Sounds kinky, doesn’t it?
Three players in a marriage.
Only this is something you can talk about openly, without blushing: community property.
Community property is the default property arrangement in California for a married couple.
Yet it is poorly understood by those affected by it and it isn’t inevitable.
How community property works
The community property system provides that everything acquired during marriage is equally owned by the spouses, regardless of which spouse acquired it.
Property owned before marriage or acquired by gift or inheritance is the separate property of the spouse who acquired it. It retains that separate property character as long as it isn’t comingled with community property.
The most vivid way to imagine the community property system is to see marriage as comprised (for financial issues) of three players:
- wife, and
- the community property.
Each of the three may have different exposure to debts.
Both same sex couples and registered domestic partners fall under the California community property system
Only the person who contracts for a debt is personally liable.
That personal liability will outlast the marriage. It’s your responsibility, whatever your marital status.
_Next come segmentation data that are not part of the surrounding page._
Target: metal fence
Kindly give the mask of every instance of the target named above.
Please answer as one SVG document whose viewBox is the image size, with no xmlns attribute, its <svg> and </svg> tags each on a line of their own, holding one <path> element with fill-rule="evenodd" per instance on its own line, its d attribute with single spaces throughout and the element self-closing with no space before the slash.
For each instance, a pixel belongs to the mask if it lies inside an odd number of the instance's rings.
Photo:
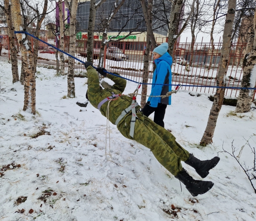
<svg viewBox="0 0 256 221">
<path fill-rule="evenodd" d="M 0 36 L 0 42 L 2 45 L 2 51 L 0 55 L 0 60 L 10 60 L 9 44 L 7 36 Z M 33 42 L 33 39 L 31 39 Z M 55 45 L 54 39 L 47 38 L 42 40 L 49 43 Z M 158 43 L 167 41 L 166 38 L 157 39 Z M 94 42 L 93 64 L 97 66 L 98 59 L 101 41 L 95 39 Z M 134 40 L 123 40 L 119 42 L 111 43 L 105 49 L 104 52 L 104 67 L 111 72 L 117 72 L 121 76 L 129 79 L 136 81 L 141 81 L 145 48 L 146 39 L 143 38 L 138 38 Z M 68 52 L 69 39 L 66 37 L 64 41 L 64 50 Z M 76 43 L 76 56 L 80 59 L 85 61 L 86 60 L 86 39 L 77 40 Z M 108 55 L 111 47 L 116 47 L 119 49 L 123 55 L 125 55 L 125 59 L 119 60 L 116 58 Z M 203 39 L 201 43 L 196 43 L 191 49 L 191 44 L 186 42 L 178 43 L 175 45 L 174 53 L 173 56 L 173 63 L 172 66 L 172 84 L 181 84 L 187 85 L 200 85 L 213 86 L 216 85 L 216 76 L 221 60 L 220 53 L 222 43 L 220 39 L 218 42 L 214 43 L 214 49 L 210 43 L 204 43 Z M 226 75 L 227 86 L 229 87 L 240 87 L 242 77 L 242 68 L 244 53 L 246 44 L 239 42 L 235 43 L 231 45 L 230 55 L 228 61 L 229 66 Z M 17 48 L 19 47 L 17 44 Z M 44 43 L 40 42 L 39 50 L 38 52 L 38 65 L 48 68 L 55 69 L 56 58 L 55 51 L 53 48 Z M 149 83 L 151 82 L 153 78 L 153 59 L 150 53 Z M 20 52 L 18 53 L 18 61 L 21 63 Z M 68 69 L 68 56 L 65 55 L 66 63 L 65 70 Z M 192 58 L 193 59 L 192 59 Z M 212 59 L 212 65 L 209 69 L 210 61 Z M 191 61 L 190 61 L 190 59 Z M 182 62 L 181 62 L 181 61 Z M 188 65 L 190 63 L 190 65 Z M 82 64 L 77 61 L 75 61 L 75 72 L 85 72 L 86 70 Z M 183 90 L 189 90 L 199 92 L 214 93 L 216 89 L 212 88 L 201 88 L 191 87 L 189 86 L 183 86 Z M 237 96 L 239 90 L 227 89 L 225 95 Z"/>
</svg>

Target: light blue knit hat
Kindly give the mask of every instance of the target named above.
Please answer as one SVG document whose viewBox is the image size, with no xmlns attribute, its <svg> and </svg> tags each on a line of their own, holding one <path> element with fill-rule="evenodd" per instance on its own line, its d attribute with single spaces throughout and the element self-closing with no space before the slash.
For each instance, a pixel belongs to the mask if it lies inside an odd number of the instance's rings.
<svg viewBox="0 0 256 221">
<path fill-rule="evenodd" d="M 153 52 L 159 54 L 162 56 L 167 52 L 168 49 L 168 43 L 165 42 L 164 43 L 163 43 L 162 44 L 160 45 L 158 47 L 157 47 L 155 49 L 154 49 Z"/>
</svg>

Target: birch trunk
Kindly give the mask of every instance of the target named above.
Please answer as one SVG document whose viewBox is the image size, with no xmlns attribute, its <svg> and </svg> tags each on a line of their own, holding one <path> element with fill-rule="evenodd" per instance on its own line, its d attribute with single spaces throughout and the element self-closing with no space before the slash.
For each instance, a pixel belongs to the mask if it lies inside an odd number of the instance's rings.
<svg viewBox="0 0 256 221">
<path fill-rule="evenodd" d="M 142 2 L 141 2 L 141 4 Z M 147 23 L 147 25 L 149 25 L 150 27 L 152 27 L 152 10 L 153 9 L 153 4 L 152 0 L 150 0 L 148 1 L 147 5 L 147 16 L 148 16 L 148 23 Z M 154 38 L 153 38 L 154 37 Z M 147 32 L 147 41 L 146 42 L 146 48 L 145 49 L 145 55 L 144 55 L 144 64 L 143 65 L 143 75 L 142 82 L 143 83 L 147 83 L 148 80 L 148 74 L 150 66 L 150 51 L 151 50 L 151 46 L 152 45 L 152 39 L 155 41 L 154 44 L 156 44 L 155 47 L 157 46 L 155 37 L 154 33 L 152 36 L 152 33 L 150 33 L 149 31 Z M 147 102 L 147 84 L 143 84 L 141 89 L 141 94 L 144 96 L 141 96 L 141 108 L 143 108 Z"/>
<path fill-rule="evenodd" d="M 174 0 L 172 7 L 168 35 L 168 52 L 172 57 L 173 55 L 175 43 L 178 37 L 177 33 L 179 25 L 179 14 L 183 5 L 183 0 Z"/>
<path fill-rule="evenodd" d="M 15 30 L 23 30 L 19 1 L 11 0 L 13 25 Z M 27 35 L 16 34 L 20 45 L 22 63 L 25 72 L 24 106 L 23 110 L 35 114 L 35 76 L 34 71 L 34 59 L 31 43 Z"/>
<path fill-rule="evenodd" d="M 76 53 L 76 11 L 78 1 L 77 0 L 71 0 L 69 4 L 68 0 L 65 0 L 66 6 L 69 6 L 70 9 L 70 45 L 69 54 L 73 56 Z M 75 60 L 74 58 L 69 57 L 68 69 L 68 96 L 69 98 L 74 98 L 76 96 L 75 92 L 75 80 L 74 79 L 74 67 Z"/>
<path fill-rule="evenodd" d="M 23 85 L 24 85 L 24 65 L 22 62 L 22 57 L 21 57 L 21 71 L 20 71 L 20 82 Z"/>
<path fill-rule="evenodd" d="M 220 62 L 217 77 L 217 86 L 226 86 L 226 75 L 228 67 L 230 42 L 236 13 L 236 0 L 229 0 L 228 11 L 226 16 L 223 33 L 223 45 L 221 55 L 221 60 Z M 200 142 L 200 145 L 201 146 L 205 146 L 212 142 L 218 116 L 222 106 L 225 91 L 224 88 L 217 88 L 213 103 L 210 112 L 206 129 Z"/>
<path fill-rule="evenodd" d="M 195 30 L 194 30 L 195 31 Z M 195 42 L 196 37 L 195 35 L 195 33 L 192 33 L 192 39 L 191 40 L 191 47 L 190 49 L 191 53 L 191 56 L 190 56 L 190 59 L 189 60 L 189 66 L 191 66 L 193 59 L 194 59 L 194 46 L 195 46 Z"/>
<path fill-rule="evenodd" d="M 103 27 L 105 29 L 105 31 L 102 34 L 102 41 L 101 41 L 101 45 L 100 45 L 100 55 L 99 55 L 99 67 L 103 66 L 103 62 L 104 61 L 104 50 L 107 41 L 108 30 L 109 29 L 109 27 L 110 23 L 111 22 L 112 20 L 113 19 L 113 18 L 114 18 L 115 16 L 118 11 L 118 10 L 120 9 L 121 6 L 125 3 L 125 0 L 122 0 L 122 1 L 117 6 L 116 5 L 116 2 L 115 5 L 115 8 L 114 9 L 114 10 L 113 10 L 113 12 L 111 13 L 111 15 L 109 16 L 109 18 L 108 18 L 104 19 L 103 21 L 103 24 L 104 25 Z M 99 78 L 100 78 L 100 80 L 101 79 L 101 75 L 100 75 L 99 74 Z"/>
<path fill-rule="evenodd" d="M 243 62 L 244 74 L 241 84 L 242 88 L 254 88 L 256 82 L 256 13 L 254 13 L 254 33 L 249 39 Z M 250 111 L 254 92 L 253 90 L 240 90 L 236 113 L 246 113 Z"/>
<path fill-rule="evenodd" d="M 41 29 L 41 25 L 45 17 L 47 6 L 48 5 L 48 0 L 45 0 L 43 13 L 40 14 L 38 10 L 34 10 L 37 14 L 37 26 L 36 27 L 35 35 L 36 37 L 39 37 L 40 30 Z M 32 41 L 34 41 L 34 48 L 33 57 L 34 57 L 34 71 L 35 73 L 37 72 L 37 57 L 38 57 L 38 46 L 39 46 L 39 41 L 36 39 L 32 39 Z"/>
<path fill-rule="evenodd" d="M 218 8 L 219 6 L 219 2 L 220 0 L 218 0 L 218 2 L 216 3 L 216 5 L 214 5 L 213 8 L 213 23 L 211 25 L 211 33 L 210 35 L 211 36 L 211 55 L 210 58 L 210 62 L 209 63 L 209 67 L 208 67 L 208 70 L 210 70 L 211 68 L 211 65 L 213 63 L 213 52 L 214 52 L 214 44 L 213 44 L 213 31 L 214 30 L 214 27 L 216 23 L 216 20 L 215 20 L 216 17 L 216 13 L 218 9 Z"/>
<path fill-rule="evenodd" d="M 152 29 L 152 9 L 153 8 L 153 2 L 152 0 L 148 0 L 147 7 L 146 5 L 145 0 L 140 0 L 143 14 L 147 26 L 147 36 L 150 37 L 152 43 L 153 49 L 157 47 L 157 44 L 155 39 L 155 36 Z"/>
<path fill-rule="evenodd" d="M 63 21 L 63 12 L 62 12 L 62 1 L 59 0 L 59 49 L 64 51 L 64 23 Z M 59 59 L 60 60 L 60 70 L 59 74 L 65 75 L 65 58 L 64 54 L 59 52 Z"/>
<path fill-rule="evenodd" d="M 95 17 L 96 16 L 96 8 L 95 4 L 96 0 L 91 0 L 90 7 L 90 15 L 88 22 L 88 32 L 87 36 L 87 61 L 93 62 L 93 42 L 94 35 L 94 29 L 95 24 Z M 104 52 L 103 52 L 104 53 Z M 100 66 L 102 67 L 102 66 Z"/>
<path fill-rule="evenodd" d="M 12 25 L 11 13 L 10 5 L 9 0 L 4 0 L 4 12 L 7 23 L 8 37 L 10 43 L 10 52 L 12 60 L 12 84 L 19 81 L 18 71 L 18 57 L 16 47 L 15 37 L 14 28 Z"/>
<path fill-rule="evenodd" d="M 104 62 L 104 50 L 106 46 L 106 43 L 107 39 L 107 29 L 109 28 L 107 24 L 106 25 L 105 31 L 102 35 L 102 40 L 101 41 L 101 45 L 100 45 L 100 54 L 99 55 L 99 64 L 98 67 L 103 67 Z M 101 80 L 101 75 L 98 74 L 100 80 Z"/>
<path fill-rule="evenodd" d="M 147 41 L 145 53 L 144 55 L 144 65 L 143 65 L 143 76 L 142 82 L 147 83 L 148 80 L 148 74 L 150 66 L 150 50 L 152 45 L 149 34 L 147 33 Z M 142 84 L 141 94 L 146 95 L 147 92 L 147 84 Z M 147 97 L 141 96 L 140 106 L 143 108 L 147 102 Z"/>
<path fill-rule="evenodd" d="M 58 48 L 59 48 L 59 36 L 57 35 L 56 36 L 57 40 L 57 46 Z M 55 58 L 56 58 L 56 75 L 57 76 L 59 76 L 60 75 L 59 73 L 59 51 L 58 50 L 55 53 Z"/>
</svg>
The community, however, is liable, regardless of who incurred the debt.
All of the community property is liable for the debts of either spouse. There’s no halvsies here: no “my half of the community is liable for my debts”.
On money issues, the community is all in.
And that’s not all: the community property is liable for the debts of either spouse incurred before marriage.
Liable for my spouse’s debts?
You don’t become personally liable for your spouse’s debts by reason of living in a community property state.
That means that the credit card company can’t sue you for a debt contracted by your spouse. So, no judgment against you for his debts.
But a judgment against your spouse can be collected from the community property, including your wages! But it can’t be collected from your separate property.
Community property can be avoided
Spouses in California are free to agree that they won’t have community property.
That’s what a pre nuptial agreement is often about. Spouses can agree that their accumulations during marriage will be the separate property of each spouse.
If you are already a married Californian, maybe the three of you want to talk about this.